In this large population-based study, maintenance use of gastric acid suppressors was associated with increased relative risks of all-cause and cause-specific mortality. The risk of all-cause mortality was elevated in both PPI and H2RA maintenance users, particularly among the younger age groups. The risk increased with prolonged duration of PPI use, while in contrast, it declined in H2RA users. In a direct comparison between PPI and H2RA users, PPI users had a higher risk of all-cause mortality compared to H2RA users. The risk of mortality from cancer and cardiovascular disease was increased in PPI users.

The major strength of our study is the population-based design, which included all eligible PPI and H2RA maintenance users, limiting the influence of selection bias and increasing statistical power. Our data were retrieved from validated, high-quality, nationwide registries with overall complete coverage of the entire Swedish population, facilitating the generalisability of obtained results. All PPI use in this study was based on prescriptions ascertained from the Prescribed Drug Registry, minimising the risk of misclassification due to recall bias. Furthermore, we minimised potential confounding by indication by controlling for the indications and using stratified analyses. To account for immortal-time bias, only data based on time since first dispensed prescription were calculated and presented. We used robust methods with a priori written study protocol.
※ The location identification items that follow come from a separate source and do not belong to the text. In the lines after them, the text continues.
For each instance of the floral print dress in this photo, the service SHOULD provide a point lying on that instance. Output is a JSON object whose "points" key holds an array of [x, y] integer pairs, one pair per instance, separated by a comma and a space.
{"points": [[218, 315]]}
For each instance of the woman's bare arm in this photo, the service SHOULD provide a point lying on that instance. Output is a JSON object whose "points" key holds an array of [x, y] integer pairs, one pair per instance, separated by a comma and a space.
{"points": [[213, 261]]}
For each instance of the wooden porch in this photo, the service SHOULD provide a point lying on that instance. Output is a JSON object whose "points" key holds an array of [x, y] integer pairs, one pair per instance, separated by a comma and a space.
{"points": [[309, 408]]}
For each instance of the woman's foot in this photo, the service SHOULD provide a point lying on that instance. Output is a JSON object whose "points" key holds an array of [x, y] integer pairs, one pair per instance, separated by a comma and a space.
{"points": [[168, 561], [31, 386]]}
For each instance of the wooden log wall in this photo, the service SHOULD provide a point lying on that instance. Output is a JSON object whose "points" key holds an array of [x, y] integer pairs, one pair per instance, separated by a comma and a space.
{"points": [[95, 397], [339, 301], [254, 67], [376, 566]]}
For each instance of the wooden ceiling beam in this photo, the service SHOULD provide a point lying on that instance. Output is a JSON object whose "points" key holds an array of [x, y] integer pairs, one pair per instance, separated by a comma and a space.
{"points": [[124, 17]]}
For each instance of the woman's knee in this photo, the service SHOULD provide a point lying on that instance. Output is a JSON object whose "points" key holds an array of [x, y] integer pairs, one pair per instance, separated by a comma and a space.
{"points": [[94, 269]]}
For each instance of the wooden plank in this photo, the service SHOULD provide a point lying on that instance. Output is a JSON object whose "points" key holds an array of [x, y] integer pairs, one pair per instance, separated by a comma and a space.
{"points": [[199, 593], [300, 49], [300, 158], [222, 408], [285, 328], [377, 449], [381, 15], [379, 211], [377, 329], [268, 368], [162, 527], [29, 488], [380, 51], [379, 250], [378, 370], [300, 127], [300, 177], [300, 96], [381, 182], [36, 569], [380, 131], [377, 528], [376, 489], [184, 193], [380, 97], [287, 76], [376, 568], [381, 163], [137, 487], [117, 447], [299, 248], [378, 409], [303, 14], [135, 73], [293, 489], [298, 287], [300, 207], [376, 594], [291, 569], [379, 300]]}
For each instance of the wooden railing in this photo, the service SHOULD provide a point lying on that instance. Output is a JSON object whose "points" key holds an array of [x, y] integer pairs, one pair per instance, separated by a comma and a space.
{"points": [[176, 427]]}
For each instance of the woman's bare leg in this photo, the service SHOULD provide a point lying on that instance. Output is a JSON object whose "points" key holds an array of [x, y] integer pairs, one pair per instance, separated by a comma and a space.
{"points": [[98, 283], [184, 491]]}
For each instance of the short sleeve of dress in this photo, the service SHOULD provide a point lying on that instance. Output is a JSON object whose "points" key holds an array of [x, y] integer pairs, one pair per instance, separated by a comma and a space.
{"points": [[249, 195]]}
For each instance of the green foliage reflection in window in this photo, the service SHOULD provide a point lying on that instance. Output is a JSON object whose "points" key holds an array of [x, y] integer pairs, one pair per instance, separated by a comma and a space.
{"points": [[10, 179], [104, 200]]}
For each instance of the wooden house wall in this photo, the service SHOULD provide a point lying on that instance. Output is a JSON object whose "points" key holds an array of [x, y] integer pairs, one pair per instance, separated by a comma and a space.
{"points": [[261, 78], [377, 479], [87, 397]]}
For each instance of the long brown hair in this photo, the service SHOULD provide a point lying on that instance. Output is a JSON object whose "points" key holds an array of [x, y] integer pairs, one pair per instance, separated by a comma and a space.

Our study has several limitations. Although we were able to correct for the main confounders (age and sex) and took into account confounding by indication, residual confounding cannot be ruled out. Inherent to the study design, data on conditions that may influence the risk of mortality and lifestyle factors (e.g. smoking, diabetes) were not available for the entire Swedish population, since they are not collected in the nationwide health registries. However, socioeconomic factors and place of residence were unlikely to influence the results, as access to health care should be equal for all Swedish citizens. Additionally, underlying indications for 16.3% of the total users were lacking. It is likely that these participants had more mild and unspecific gastrointestinal symptoms which were less likely recorded while the more severe symptoms were more likely to be recorded [27]. The proportion of PPI users with no indications was relatively smaller than the H2RA users, possibly indicating that PPI users might have expressed more severe symptoms.

We had no direct information on compliance to the prescribed treatment under study, and there was potential for misclassification due to treatment nonadherence. Nevertheless, we only included prescriptions that were dispensed, and the dispensing of repeat prescriptions is strongly suggestive of actual use. We did not have access to data on over the counter (OTC) PPI use. However, PPI packages obtained over the counter are smaller and more expensive [21], making it more likely that PPI maintenance users obtain their PPI doses through prescription rather than over the counter, limiting exposure misclassification. Inherent to the study design, the background population contained exposed participants, which might have diluted the results towards null. Maintenance PPI use is common in Sweden (approximately 11% of all Swedish adults) [25, 27], and thus, finding a comparison group not receiving PPIs or H2RAs, with the same symptoms and indications for treatment is virtually impossible. We had no information on PPI use before July 2005 (start of the Prescribed Drug Registry). Thus, due to this potential left censoring, it is possible that non-PPI users may have received PPIs before the study period, also making it difficult to distinguish between prevalent and incident users. However, we assumed that many of those exposed in 2005 were already maintenance users prior to enrolment in our study.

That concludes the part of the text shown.